I’m taking a course on administrative ethics for my Public Administration degree. At first glance, this wouldn’t seem to have anything to do with marketing as a writer. Then, I was subjected to yet another advertisement for Healthcare.gov.
For those outside the U.S., Healthcare.gov is the government website set up as a marketplace in relationship to the Affordable Care Act (i.e. Obamacare). Last October, the website was launched despite the fact that it didn’t work. It has since been “fixed,” which means it works better, but it’s far from satisfactory. There’re still quite a few major glitches, which means, if it were a regular start-up, it would probably be bankrupt by now. Instead, it’s bankrolled by my government. So, while I don’t have an objection to the government using marketing communications to communicate with the public, I do have a problem with the government continuing to invest so much money and effort in selling a service that still doesn’t work.
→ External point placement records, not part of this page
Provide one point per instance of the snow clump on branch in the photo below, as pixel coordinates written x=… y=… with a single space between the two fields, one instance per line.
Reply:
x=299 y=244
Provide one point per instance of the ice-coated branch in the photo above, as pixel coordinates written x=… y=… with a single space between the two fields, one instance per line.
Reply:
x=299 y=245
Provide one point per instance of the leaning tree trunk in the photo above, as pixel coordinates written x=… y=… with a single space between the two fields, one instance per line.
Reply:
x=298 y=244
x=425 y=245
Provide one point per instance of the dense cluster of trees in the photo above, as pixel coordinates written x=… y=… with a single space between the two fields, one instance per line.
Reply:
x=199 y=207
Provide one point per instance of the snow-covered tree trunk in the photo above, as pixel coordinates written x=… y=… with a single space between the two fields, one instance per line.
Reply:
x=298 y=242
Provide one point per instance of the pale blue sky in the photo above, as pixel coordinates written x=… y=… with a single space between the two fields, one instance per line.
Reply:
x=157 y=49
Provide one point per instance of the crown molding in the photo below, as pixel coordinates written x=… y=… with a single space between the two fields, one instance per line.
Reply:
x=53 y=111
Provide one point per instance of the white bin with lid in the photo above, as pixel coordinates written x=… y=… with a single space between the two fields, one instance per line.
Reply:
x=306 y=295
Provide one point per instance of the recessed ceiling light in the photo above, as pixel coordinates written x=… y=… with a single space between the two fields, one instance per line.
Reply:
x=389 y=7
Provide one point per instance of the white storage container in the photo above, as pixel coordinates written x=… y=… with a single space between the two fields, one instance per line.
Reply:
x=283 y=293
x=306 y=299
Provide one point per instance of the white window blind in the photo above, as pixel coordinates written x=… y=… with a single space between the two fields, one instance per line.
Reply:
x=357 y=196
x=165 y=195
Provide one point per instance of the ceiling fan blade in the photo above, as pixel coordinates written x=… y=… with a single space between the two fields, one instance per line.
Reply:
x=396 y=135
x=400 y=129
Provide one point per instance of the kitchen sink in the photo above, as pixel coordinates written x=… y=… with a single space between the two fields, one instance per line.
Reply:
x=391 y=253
Now, let’s get back to ethics. In my ethics course, I’ve been studying the public service ethic. What is it? What makes public service and public organizations different? Why do government workers need their own set of ethics? The short answer is that government workers are called to prioritize serving the public interest over personal and organizational priorities. The connection is that advertising Healthcare.gov at this time with its current functionality doesn’t serve the public interest; it serves the political interests of President Obama and his administration, including his fellow Democrats, and it serves the organizational interest of the Healthcare.gov implementers, who still want the American people to buy in to their mission, despite the fact that they are failing the American people in that same mission.
So, what does this tell us as marketers?
If you’re like me, then the idea of service appeals to you. Whether you’re in business, in nonprofit, or in government work, you could (if you choose to) consider yourself in service of someone. If you’re in business, then you’re in the service of your customers. If you’re in nonprofit, then you’re in the service of your clients (those who receive your services). If you’re in government, then you’re in service to the public. And, if you’re a writer, then you’re in service to your readers.
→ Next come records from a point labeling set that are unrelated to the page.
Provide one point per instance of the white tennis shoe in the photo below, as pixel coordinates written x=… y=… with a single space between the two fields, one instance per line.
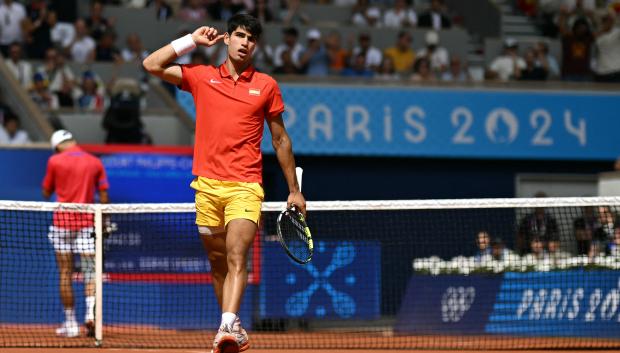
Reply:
x=68 y=329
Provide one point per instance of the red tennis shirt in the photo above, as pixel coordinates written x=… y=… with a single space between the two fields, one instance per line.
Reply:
x=230 y=120
x=74 y=175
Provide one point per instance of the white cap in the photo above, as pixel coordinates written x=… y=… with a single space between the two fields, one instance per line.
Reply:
x=313 y=34
x=59 y=137
x=432 y=38
x=510 y=42
x=373 y=12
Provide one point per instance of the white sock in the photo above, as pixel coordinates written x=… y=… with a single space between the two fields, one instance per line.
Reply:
x=70 y=315
x=228 y=319
x=90 y=308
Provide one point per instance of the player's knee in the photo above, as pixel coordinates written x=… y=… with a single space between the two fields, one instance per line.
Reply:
x=236 y=261
x=87 y=264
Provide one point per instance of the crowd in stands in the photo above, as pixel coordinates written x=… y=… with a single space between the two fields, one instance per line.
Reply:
x=589 y=34
x=539 y=245
x=39 y=38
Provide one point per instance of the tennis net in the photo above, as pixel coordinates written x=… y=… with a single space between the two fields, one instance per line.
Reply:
x=453 y=274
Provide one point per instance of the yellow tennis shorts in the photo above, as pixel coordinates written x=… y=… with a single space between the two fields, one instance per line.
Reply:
x=218 y=202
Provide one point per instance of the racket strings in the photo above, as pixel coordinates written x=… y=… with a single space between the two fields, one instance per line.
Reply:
x=295 y=237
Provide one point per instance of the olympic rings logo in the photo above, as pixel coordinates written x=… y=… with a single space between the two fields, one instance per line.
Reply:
x=455 y=302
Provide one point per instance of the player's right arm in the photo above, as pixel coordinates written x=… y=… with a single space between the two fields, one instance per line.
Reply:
x=161 y=62
x=48 y=184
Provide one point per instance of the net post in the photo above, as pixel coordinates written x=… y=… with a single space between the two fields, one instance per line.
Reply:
x=98 y=275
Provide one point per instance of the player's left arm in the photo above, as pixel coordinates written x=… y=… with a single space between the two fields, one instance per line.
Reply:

When I was asked to describe an ethical issue I’d faced for my ethics class, I described how I decided to handle the issue of honesty in my memoir. As fellow writers, you certainly realize that memoirs are supposed to be true stories. At least, I hope you do. The public—i.e. readers—have already denounced memoirists caught in lies harshly enough that everyone the least bit interested in writing should be aware of the “rules.” Besides, that’s kind of what distinguishes memoir from, say, fiction—telling the truth. It’s rather self-evident, isn’t it?
But there’s telling the truth and there’s dancing with libel. Libel, if you are not aware, is when you make accusations that hurt someone’s reputation; the presumption is that those accusations are false. In my case, the accusations are true, but that wouldn’t prevent a lawsuit. Whether I win or not, it would still make my book much more expensive.
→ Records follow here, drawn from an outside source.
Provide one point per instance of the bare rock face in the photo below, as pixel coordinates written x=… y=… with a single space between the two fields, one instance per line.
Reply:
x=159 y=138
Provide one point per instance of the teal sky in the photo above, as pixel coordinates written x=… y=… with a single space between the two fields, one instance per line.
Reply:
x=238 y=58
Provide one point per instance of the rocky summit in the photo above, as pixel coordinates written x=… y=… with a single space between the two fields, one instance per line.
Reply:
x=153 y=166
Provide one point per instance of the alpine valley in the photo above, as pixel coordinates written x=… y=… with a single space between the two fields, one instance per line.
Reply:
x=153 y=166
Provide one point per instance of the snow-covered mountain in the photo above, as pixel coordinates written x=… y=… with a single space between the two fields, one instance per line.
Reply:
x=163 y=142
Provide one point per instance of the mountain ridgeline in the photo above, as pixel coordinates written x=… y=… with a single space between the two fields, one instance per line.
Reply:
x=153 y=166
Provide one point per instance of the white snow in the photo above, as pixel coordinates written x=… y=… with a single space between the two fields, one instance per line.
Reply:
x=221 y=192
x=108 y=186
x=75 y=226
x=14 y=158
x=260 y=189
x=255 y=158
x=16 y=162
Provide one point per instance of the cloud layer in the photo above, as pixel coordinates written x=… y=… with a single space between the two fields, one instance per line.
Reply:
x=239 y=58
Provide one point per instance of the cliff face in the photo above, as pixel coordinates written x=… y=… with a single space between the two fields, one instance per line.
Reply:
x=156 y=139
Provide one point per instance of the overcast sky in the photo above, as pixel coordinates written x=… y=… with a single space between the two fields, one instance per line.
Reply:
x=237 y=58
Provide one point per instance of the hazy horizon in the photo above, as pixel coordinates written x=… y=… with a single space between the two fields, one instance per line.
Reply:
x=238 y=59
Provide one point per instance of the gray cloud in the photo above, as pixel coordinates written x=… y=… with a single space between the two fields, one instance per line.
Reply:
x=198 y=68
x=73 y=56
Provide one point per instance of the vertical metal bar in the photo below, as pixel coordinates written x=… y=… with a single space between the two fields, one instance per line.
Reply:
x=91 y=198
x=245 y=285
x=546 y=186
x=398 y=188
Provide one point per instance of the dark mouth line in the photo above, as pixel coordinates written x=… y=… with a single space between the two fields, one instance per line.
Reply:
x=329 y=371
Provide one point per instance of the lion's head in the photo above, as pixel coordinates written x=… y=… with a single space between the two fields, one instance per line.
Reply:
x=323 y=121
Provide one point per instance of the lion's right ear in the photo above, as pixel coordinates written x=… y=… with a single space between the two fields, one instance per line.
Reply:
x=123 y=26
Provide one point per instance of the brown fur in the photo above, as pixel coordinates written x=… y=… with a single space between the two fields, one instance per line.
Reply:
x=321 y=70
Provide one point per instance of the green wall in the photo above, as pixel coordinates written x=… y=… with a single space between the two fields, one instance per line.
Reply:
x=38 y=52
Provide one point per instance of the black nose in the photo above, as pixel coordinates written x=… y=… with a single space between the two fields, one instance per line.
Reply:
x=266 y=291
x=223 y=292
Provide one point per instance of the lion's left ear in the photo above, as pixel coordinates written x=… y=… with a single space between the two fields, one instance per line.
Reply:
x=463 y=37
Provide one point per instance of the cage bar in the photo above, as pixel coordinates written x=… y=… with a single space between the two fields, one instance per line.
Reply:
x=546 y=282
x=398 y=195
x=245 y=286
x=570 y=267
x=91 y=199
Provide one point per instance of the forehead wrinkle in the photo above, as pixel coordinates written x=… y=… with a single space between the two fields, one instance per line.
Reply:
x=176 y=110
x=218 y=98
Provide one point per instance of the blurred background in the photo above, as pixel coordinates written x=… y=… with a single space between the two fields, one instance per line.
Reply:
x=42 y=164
Thus, the ethical issue: How much truth to share? My answer, and how all this ties together, is: Enough to serve the interests of my readers without recklessly endangering my family’s financial well-being.
In short, service is an attitude you choose to embrace—or not. If you serve your readers, then you should think of your readers’ needs throughout your process and not just at the end. That’s the best way to avoiding marketing a “broken” service.